Updated description: added expected/actual, code highlight, added imports, moved environment details under <details> tag.

USSX-Hares commented 6 months ago

TL;DR

You are confusing the dataclasses and dataclasses_json functionality.

Long Read

@yakovsushenok even though I agree with your suggestion (that's the feature I also want to exist), you are misguided. The method you are calling is __repr__ from dataclasses package itself, not the one from dataclasses_json. The last controls only (de)serialization, and the dataclasses handle the rest. The extra parameter exclude controls only if the field should be present in the serialized data, and __repr__ will always print all fields with repr=True (enabled by default). You can actually override the __repr__ from the dataclasses package in your class if you want.

Example

Here, take a look:

from dataclasses import dataclass, field
from typing import Optional
from dataclasses_json import dataclass_json, LetterCase, config

@dataclass_json(letter_case=LetterCase.CAMEL)
@dataclass
class ReprTest:
    optional_exclude: Optional[str] = field(default=None, metadata=config(exclude=lambda x: x is None))
    optional_no_repr: Optional[str] = field(default=None, repr=False)

r1 = ReprTest()
r2 = ReprTest(optional_exclude='one', optional_no_repr='two')

print("FIRST:")
print(r1)
print(r1.to_json())
print()

print("SECOND:")
print(r2)
print(r2.to_json())

Output

FIRST:
ReprTest(optional_exclude=None)
{"optionalNoRepr": null}

SECOND:
ReprTest(optional_exclude='one')
{"optionalExclude": "one", "optionalNoRepr": "two"}

As you can see, __repr__ in both scenarios behaves the same way: always prints optional_exclude and does not do that for optional_no_repr. However, in .to_json() optionalExclude is present on the once case and does not for the other while optionalNoRepr is always present.

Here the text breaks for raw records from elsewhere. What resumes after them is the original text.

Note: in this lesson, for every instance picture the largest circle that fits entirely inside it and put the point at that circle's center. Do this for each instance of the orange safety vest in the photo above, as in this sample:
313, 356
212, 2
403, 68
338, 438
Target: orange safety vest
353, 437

USSX-Hares commented 6 months ago

If you still want this behaviour, you can use this as a reference:

from abc import ABC
from dataclasses import dataclass, fields, field
from typing import *

@dataclass
class DataclassSmartRepr(ABC):
    def __repr__(self):
        tokens: List[str] = list()

        for f in fields(self):
            if (f.repr and (v := getattr(self, f.name, None)) is not None):
                tokens.append(f'{f.name}={v!r}')

        return f"{type(self).__name__}({', '.join(tokens)})"

@dataclass
class ReprTest:
    optional_with_repr_one: Optional[str] = field(default=None, repr=True)
    optional_with_repr_two: Optional[str] = field(default=None, repr=True)
    optional_no_repr: Optional[str] = field(default=None, repr=False)

    __repr__ = DataclassSmartRepr.__repr__

DataclassSmartRepr.register(ReprTest)

r1 = ReprTest()
r2 = ReprTest(optional_with_repr_one='one', optional_with_repr_two='two', optional_no_repr='three')

print("FIRST:")
print(r1)
print()

print("SECOND:")
print(r2)

Output:

FIRST:
ReprTest()

SECOND:
ReprTest(optional_with_repr_one='one', optional_with_repr_two='two')
yakovsushenok commented 6 months ago

Thanks @USSX-Hares , I understand now.